Казалось бы, ну что там – нелицеприятное слово! Метафора. Фонетическое изложение понятия. Вибрация воздуха, и ничего больше!

Ан, нет! Здесь в любую фразу, если ты говоришь не по фене, вкладывают прямой смысл и прямое значение.

Скажи такому: "Ну, Мишка, и сукин сын ты! Обещал утром должок вернуть, а сам забыл…"

Никогда не говори так! Самое безобидное, если на тебя потом сверху обрезок трубы свалится, а то ещё, не дай Бог, на верхотуре наступишь на пятно солидола, неизвестно откуда взявшееся. Тогда если не полетишь вниз, хотя и вверх тормашками, то ребро, соскользнув, сломаешь точно.

Здесь шутить не умели, и шуток не одобряли. Разговоры прямы и тяжеловесны, как рельс. Даже в состоянии опьянения лёгкости в обращении не наблюдалось. Чем больше пили, тем больше бычились, наливались злобой и свирепели.

С такими людьми пить опасно. Убирай нож подальше, а хлеб и так разломить можно.

Не убережёшься, отпустишь с языка хмельное весёлое словцо, и – всё! Одно спасение – самому не впасть в такой дебилизм.

Сначала я удивлялся: если не веселиться, то зачем тогда пить?
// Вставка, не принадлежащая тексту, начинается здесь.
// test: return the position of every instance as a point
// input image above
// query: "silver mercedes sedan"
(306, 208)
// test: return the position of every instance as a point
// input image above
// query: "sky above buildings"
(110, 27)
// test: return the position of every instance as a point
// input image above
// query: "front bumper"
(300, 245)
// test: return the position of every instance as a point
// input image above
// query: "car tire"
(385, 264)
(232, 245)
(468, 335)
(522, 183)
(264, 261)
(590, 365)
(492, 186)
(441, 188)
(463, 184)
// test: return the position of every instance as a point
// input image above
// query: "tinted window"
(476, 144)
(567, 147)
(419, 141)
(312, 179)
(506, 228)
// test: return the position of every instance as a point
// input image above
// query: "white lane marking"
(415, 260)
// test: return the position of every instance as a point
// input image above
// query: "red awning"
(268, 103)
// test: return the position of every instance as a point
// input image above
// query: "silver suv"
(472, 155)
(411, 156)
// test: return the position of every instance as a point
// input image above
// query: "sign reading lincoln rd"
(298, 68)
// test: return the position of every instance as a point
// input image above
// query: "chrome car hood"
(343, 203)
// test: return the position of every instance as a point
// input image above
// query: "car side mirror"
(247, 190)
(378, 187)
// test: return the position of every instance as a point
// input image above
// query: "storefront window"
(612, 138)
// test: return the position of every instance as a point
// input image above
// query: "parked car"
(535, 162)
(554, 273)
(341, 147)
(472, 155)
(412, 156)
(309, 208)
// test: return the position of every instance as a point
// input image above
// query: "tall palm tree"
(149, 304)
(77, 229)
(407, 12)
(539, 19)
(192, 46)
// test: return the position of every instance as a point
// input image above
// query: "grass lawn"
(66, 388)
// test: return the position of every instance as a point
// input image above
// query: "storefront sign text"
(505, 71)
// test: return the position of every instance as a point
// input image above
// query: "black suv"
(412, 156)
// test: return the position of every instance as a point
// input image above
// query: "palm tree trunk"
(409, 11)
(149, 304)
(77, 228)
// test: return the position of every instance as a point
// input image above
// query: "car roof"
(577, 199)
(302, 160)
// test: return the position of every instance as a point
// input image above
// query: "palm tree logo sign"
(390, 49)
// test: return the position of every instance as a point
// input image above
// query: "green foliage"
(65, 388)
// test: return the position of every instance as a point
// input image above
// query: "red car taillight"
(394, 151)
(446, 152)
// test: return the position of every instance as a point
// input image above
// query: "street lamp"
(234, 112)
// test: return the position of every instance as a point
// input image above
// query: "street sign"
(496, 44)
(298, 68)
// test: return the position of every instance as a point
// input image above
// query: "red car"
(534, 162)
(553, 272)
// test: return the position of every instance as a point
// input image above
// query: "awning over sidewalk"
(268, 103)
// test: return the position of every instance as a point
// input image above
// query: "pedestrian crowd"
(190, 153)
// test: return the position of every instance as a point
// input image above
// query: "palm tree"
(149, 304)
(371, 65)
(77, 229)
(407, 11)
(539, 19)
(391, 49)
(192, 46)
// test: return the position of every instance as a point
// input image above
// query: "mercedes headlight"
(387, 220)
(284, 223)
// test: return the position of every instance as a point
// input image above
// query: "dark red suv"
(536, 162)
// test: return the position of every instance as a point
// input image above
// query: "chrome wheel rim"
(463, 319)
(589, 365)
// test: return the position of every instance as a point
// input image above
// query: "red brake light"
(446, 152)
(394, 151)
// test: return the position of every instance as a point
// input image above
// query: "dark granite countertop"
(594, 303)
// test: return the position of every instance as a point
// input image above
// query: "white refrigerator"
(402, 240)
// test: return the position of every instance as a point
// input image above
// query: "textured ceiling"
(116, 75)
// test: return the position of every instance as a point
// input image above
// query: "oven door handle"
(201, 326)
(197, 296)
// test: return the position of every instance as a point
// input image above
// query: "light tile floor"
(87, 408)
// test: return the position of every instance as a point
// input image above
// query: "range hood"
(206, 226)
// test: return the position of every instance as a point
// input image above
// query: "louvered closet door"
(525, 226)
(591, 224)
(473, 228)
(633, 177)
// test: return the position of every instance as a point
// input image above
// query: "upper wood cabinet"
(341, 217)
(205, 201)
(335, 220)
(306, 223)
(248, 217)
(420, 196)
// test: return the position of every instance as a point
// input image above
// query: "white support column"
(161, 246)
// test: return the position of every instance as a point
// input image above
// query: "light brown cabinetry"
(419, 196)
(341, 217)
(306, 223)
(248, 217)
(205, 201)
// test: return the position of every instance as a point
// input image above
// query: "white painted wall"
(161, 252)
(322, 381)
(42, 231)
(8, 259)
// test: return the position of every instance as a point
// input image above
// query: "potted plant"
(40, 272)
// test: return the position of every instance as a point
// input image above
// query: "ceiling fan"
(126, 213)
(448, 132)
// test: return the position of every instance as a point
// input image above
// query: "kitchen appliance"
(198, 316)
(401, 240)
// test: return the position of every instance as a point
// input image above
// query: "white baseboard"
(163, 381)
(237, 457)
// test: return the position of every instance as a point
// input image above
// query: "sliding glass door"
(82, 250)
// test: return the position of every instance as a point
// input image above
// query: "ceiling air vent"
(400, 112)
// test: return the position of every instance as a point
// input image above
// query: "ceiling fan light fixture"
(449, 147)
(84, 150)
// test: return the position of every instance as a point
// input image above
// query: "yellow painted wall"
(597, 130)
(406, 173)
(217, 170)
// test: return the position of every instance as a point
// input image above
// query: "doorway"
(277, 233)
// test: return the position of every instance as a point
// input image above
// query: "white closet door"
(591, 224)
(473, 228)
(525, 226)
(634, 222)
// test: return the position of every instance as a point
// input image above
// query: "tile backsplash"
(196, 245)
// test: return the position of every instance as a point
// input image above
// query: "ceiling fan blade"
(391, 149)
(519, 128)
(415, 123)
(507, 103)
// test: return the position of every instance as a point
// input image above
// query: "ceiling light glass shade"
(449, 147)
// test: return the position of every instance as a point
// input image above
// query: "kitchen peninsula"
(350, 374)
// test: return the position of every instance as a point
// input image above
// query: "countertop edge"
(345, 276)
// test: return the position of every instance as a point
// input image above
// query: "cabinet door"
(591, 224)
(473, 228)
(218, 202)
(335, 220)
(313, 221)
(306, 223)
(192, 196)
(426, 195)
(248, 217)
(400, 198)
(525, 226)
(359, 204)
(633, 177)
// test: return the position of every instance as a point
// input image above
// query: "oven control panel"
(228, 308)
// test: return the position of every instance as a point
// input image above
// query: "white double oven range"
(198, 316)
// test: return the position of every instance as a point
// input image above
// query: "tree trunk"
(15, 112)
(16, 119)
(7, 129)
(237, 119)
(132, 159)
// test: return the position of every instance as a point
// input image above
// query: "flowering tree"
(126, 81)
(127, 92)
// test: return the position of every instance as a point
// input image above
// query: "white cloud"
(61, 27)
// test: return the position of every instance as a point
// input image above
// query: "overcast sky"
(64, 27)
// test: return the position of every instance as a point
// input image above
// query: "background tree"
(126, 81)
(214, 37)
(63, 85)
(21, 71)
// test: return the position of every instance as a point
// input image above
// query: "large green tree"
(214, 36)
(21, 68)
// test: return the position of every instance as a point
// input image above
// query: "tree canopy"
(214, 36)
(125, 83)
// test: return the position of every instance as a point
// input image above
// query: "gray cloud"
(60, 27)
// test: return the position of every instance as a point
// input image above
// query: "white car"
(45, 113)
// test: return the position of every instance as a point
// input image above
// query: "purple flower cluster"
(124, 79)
На что получал неопределённый, но короткий ответ "Поживи – увидишь!"

Пожил, увидел. Комплекс неполноценности – страшная штука!

Говорю Семёну, почти что моему ровеснику, но далеко продвинувшемуся в монтажных премудростях: он ещё со спецучилища для особо одарённых трудных подростков постигал, что значит плоское катать, а круглое таскать, ну, а если?.. Если не поддаётся – ломиком!

– Сеня, – говорю, – чего ты петушишься с бригадиром? Дядя Володя прав. По технике безопасности нельзя на высоте работать без страховочного пояса. Всё бригаду накажут премиальными. Ага!

На что я у Семёна всегда был в напарниках и понимал его с двух слов, а на этот раз не понял. Почти не понял.

Семён закрутился, как болт со срезанной резьбой:

– Ты чего, падла, ботаешь? За петуха – ответишь!

Головастый рогатый ключ с заострённой монтажной рукояткой чуть не размозжил мне колено. Хорошо, что глаз у Семёна был не такой твёрдый, как рука.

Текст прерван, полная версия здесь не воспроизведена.